Over the past four years I have given a series of talks on this topic. I found it helpful to come up with an easy-to-remember mnemonic device based on the word sacrifice. Each letter of S.A.C.R.I.F.I.C.E.stands for an action or attitude that,if fostered, will help us to get the most out of the Eucharist.The nine letters stand for:

S… Serve
A… Adore
C… Confess
R… Respond 
I… Incline
F… Fast
I… Invite
C… Commune
E… Evangelize
These actions and attitudes correspond specifically to certain parts of the Liturgy but they are also applicable to how we live out our Christian life.They offer a plan by which we can live out a spirituality of the Eucharist. The following chapters illustrate how each of the actions and attitudes listed here can be applied to the celebration of the Eucharist.At the end of each chapter there are five additional helps:

1. Keep Your Focus on Jesus offers a way to reflect on the action or attitude being discussed in the life and ministry of Jesus.

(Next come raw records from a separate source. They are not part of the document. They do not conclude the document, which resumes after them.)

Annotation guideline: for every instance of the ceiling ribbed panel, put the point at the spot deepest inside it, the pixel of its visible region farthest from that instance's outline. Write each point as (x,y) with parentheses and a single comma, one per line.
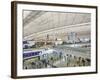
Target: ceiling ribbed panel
(37,23)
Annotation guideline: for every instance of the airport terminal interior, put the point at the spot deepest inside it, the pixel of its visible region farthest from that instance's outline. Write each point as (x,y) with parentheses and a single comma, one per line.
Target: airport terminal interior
(56,39)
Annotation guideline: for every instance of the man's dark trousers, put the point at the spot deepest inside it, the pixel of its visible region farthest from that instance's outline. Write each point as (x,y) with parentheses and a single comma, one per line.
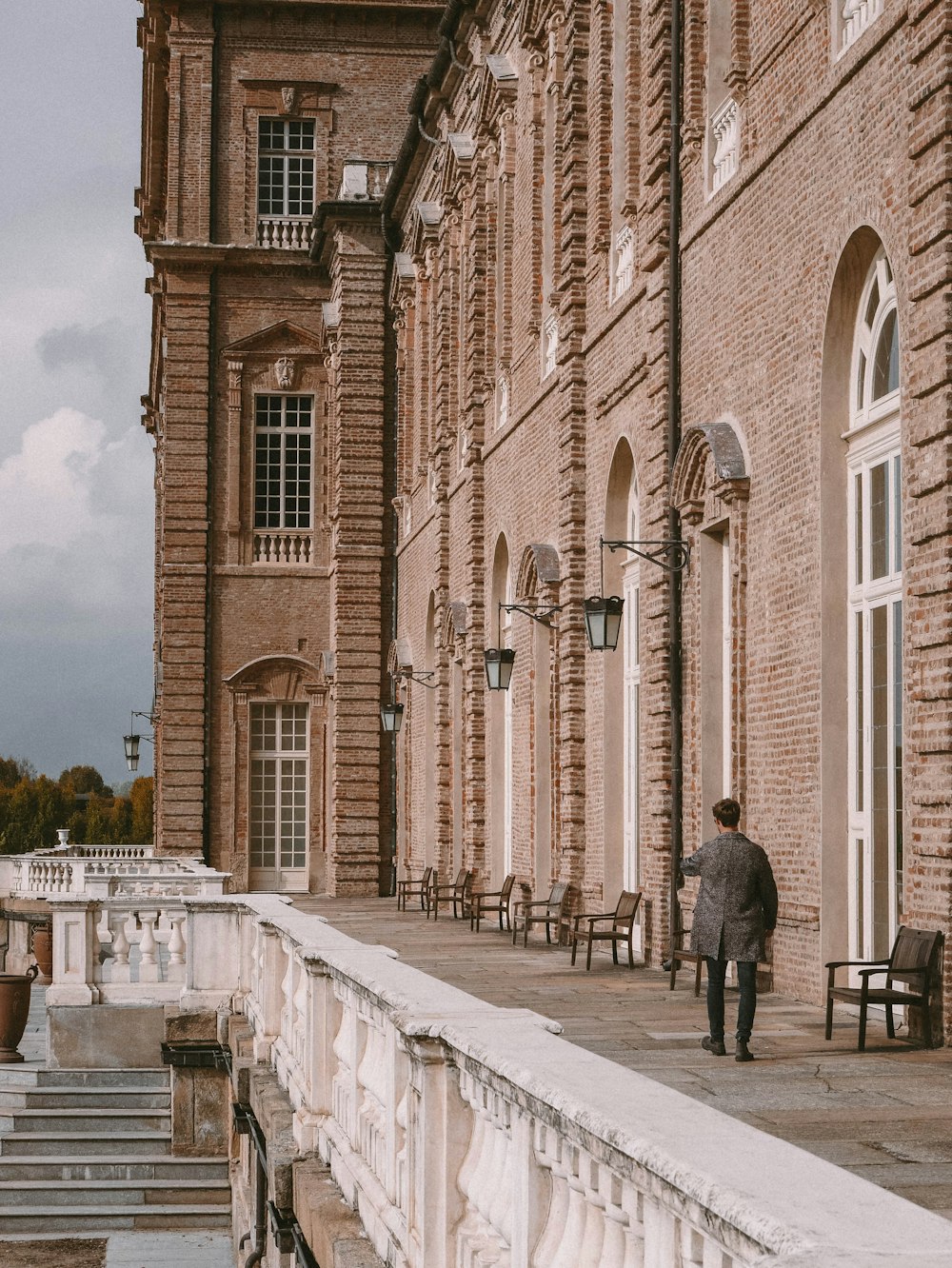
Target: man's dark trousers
(746,981)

2. Learn from the Blessed Virgin Mary offers Our Lady as a guide for getting the most from the Eucharist. Mary is the perfect Christian and looking to her is the perfect way to learn how to follow her son Jesus.Pope John Paul II has said, “If we wish to rediscover in all its richness the profound relationship between the Church and the Eucharist,we cannot neglect Mary, Mother and model of the Church. . . . Mary can guide us towards this most holy sacrament, because she herself has a profound relationship with it.”

3   Attitude to Foster offers a simple verse taken from Scripture to help internalize the attitude or action.

4. Developing a Eucharistic Spirituality offers suggestions for putting the action or attitude into practice in our daily lives.

5. A Prayer for Today offers a prayer to recite or practice to help internalize the action or attitude.

There are also other suggestions throughout the book drawn from the teachings of the Catholic Church. The method being proposed here is simple: We must let go of our judgmental attitude and replace it with a sacrificial attitude.This is so simple, in fact, that in each section I have included a lesson I have learned about putting this into practice from my three-year-old son, Joseph.You’ll find that when you approach the Eucharist with the attitude that you have a sacrifice to offer, there will be no end of things to offer God at every Eucharistic celebration!